The Fibonacci Project was evaluated throughout its three years and the results are presented in this book, with examples taken from all over Europe. A fair criticism is that this assessment lacks sufficient quality criteria, or that it is excessively based on teachers’ self-reporting, rather than on more objective measures. This is true and should be improved in future projects. Yet, for any attempted change in science education worldwide, there is always a considerable gap between a ‘pure’ set of ideal learning patterns, and what can be put in place in the reality of the classroom, whatever the support in place to improve teaching. Such a pessimistic perception of reality could deter efforts to improve how science and mathematics are taught. However, the Fibonacci Project initiators, its scientific committee, and the leaders within the sixty centres we progressively established, did not accept the alternative to do nothing where perfection is not possible. Their modest hope is to have paved some pathways to improvement, and to have done their best to make them available to others.
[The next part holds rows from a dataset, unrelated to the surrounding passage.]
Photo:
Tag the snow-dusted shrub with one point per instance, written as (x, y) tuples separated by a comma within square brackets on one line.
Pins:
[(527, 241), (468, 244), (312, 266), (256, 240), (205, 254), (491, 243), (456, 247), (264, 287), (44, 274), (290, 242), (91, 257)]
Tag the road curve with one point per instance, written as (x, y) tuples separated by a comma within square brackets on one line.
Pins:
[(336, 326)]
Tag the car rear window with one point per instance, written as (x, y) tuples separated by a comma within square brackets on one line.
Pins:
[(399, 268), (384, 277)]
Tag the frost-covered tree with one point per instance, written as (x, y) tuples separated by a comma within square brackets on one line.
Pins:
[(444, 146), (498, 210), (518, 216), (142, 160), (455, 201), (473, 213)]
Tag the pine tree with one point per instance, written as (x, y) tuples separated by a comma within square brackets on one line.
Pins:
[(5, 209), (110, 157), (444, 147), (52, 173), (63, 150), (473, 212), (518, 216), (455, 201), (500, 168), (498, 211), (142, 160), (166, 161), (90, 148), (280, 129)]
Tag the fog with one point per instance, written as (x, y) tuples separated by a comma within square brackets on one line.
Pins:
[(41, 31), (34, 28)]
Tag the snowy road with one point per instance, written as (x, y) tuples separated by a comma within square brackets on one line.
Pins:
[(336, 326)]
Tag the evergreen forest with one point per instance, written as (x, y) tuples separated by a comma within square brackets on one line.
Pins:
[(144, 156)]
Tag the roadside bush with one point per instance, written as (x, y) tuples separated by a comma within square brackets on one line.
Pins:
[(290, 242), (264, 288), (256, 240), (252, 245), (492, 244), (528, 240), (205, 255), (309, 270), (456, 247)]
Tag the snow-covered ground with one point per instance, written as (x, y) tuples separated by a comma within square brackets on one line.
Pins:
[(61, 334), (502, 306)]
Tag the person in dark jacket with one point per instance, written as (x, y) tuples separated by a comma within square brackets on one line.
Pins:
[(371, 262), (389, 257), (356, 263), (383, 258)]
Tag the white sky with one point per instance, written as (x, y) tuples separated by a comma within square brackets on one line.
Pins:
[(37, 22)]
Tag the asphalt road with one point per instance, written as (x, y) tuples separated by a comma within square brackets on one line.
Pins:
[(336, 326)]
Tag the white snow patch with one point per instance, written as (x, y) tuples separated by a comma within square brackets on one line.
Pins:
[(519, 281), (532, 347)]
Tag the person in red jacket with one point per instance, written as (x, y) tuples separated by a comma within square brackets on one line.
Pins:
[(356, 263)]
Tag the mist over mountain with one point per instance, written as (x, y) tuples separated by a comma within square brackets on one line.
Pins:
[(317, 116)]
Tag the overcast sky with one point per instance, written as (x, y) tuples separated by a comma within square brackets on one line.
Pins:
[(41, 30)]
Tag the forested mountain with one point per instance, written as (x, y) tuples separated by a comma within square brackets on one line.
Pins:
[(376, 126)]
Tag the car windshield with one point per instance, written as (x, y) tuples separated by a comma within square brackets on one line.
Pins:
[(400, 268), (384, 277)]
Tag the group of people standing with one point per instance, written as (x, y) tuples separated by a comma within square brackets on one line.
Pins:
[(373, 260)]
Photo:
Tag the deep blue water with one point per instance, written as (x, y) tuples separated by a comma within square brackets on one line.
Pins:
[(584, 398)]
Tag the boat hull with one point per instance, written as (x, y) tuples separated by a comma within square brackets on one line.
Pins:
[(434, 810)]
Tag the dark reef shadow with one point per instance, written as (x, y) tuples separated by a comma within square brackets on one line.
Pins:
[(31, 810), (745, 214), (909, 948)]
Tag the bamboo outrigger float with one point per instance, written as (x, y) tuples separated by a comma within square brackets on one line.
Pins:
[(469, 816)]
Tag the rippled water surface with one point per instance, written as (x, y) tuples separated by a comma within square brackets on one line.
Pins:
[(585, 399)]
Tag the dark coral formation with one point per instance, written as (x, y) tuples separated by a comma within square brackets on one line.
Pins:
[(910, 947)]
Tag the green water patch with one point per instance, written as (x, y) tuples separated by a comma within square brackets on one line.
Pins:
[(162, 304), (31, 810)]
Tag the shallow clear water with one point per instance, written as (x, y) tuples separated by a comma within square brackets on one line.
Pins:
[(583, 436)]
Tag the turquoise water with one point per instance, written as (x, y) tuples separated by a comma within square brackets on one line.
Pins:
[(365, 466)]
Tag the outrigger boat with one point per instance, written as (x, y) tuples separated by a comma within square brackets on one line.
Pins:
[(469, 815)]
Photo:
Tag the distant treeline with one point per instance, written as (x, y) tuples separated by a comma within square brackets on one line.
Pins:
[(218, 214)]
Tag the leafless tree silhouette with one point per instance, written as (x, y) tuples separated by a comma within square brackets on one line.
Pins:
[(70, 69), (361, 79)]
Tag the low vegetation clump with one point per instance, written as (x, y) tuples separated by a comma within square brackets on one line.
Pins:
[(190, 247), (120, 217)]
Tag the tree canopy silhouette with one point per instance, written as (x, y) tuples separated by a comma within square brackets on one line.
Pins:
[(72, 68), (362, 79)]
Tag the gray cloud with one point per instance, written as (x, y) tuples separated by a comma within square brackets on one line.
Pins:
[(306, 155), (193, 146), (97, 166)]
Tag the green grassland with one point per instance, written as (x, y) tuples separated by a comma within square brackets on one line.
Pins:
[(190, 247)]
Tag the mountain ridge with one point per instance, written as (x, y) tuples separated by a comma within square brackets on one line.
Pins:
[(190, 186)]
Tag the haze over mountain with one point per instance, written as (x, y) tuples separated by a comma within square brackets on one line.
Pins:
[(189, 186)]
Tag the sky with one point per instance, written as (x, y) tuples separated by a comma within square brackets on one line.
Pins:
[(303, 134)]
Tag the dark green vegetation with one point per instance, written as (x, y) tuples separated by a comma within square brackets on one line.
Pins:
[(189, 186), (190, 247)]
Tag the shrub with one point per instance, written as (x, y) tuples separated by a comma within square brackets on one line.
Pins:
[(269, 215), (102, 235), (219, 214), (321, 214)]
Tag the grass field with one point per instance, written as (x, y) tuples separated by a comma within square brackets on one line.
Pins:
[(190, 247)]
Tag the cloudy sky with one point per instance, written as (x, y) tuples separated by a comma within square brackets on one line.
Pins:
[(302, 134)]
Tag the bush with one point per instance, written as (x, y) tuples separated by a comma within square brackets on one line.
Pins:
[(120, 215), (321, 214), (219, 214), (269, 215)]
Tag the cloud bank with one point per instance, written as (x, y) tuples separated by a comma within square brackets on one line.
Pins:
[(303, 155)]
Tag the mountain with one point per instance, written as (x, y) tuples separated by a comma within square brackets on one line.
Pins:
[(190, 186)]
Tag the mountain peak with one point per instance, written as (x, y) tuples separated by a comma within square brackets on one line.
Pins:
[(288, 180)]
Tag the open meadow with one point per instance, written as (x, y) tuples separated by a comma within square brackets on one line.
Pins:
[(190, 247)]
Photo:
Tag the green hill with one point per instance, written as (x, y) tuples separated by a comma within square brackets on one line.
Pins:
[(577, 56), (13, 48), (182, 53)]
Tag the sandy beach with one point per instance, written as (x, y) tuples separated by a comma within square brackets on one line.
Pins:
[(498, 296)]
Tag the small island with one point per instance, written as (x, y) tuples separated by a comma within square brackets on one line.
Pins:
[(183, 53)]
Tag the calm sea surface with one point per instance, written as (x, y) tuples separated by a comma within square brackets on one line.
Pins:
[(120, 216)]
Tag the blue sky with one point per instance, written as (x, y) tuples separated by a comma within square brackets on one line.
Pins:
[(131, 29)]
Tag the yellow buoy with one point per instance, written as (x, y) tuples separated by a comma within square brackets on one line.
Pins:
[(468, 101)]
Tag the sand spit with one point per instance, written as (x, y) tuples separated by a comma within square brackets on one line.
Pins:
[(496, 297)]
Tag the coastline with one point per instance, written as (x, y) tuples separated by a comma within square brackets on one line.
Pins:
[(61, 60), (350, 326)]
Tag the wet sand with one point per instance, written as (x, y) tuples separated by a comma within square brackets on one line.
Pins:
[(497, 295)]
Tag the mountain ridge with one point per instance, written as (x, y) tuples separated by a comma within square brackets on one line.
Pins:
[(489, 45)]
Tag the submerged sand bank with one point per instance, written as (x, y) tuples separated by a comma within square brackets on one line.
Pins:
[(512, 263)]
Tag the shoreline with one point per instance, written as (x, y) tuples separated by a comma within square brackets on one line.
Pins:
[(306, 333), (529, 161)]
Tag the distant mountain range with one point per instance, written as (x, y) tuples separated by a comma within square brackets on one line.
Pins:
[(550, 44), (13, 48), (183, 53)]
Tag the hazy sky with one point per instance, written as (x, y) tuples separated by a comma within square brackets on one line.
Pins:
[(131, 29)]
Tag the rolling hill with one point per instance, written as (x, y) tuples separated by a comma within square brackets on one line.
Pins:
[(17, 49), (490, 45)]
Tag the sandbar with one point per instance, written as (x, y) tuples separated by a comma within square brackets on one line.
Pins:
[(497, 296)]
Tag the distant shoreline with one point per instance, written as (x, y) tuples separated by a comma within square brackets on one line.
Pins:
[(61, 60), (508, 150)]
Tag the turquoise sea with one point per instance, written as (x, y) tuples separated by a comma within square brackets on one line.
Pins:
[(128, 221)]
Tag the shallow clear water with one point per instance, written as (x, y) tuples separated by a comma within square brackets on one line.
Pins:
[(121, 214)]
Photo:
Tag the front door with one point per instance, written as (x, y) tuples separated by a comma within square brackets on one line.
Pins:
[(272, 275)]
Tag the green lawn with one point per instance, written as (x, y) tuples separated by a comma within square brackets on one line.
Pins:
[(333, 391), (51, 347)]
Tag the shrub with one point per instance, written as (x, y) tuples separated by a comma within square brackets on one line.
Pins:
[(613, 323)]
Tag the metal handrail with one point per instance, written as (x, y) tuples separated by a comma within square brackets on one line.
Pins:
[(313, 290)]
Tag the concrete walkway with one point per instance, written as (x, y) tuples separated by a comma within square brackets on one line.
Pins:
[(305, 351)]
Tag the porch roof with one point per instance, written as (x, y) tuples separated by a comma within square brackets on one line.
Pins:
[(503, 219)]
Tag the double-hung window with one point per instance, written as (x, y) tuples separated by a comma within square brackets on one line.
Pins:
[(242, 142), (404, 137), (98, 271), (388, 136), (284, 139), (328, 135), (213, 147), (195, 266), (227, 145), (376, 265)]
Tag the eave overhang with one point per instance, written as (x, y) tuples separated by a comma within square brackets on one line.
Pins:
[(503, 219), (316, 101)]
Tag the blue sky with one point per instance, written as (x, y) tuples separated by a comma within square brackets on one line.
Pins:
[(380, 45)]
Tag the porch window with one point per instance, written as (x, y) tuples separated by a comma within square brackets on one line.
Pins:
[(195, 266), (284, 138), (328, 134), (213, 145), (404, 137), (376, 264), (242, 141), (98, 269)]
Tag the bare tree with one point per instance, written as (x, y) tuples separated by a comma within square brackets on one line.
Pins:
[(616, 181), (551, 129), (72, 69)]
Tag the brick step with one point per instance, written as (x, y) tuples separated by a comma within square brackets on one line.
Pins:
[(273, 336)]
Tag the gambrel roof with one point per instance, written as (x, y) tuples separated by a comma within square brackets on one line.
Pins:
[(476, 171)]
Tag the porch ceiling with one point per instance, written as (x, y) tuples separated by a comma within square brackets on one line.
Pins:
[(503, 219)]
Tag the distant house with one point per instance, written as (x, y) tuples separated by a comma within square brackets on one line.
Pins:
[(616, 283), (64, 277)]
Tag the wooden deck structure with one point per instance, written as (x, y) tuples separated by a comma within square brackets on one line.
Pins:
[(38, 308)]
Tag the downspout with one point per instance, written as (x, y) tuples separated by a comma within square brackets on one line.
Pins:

We address this book to policy-makers concerned with and about education, to education authorities, scientists and industrialists, and indeed to school systems actors in general. We hope the Fibonacci Project, although far from being free of criticism, will demonstrate to them that in Europe powerful forces for changing science mathematics and science education exist through the simple means of collaborations among stakeholders within and outside classrooms.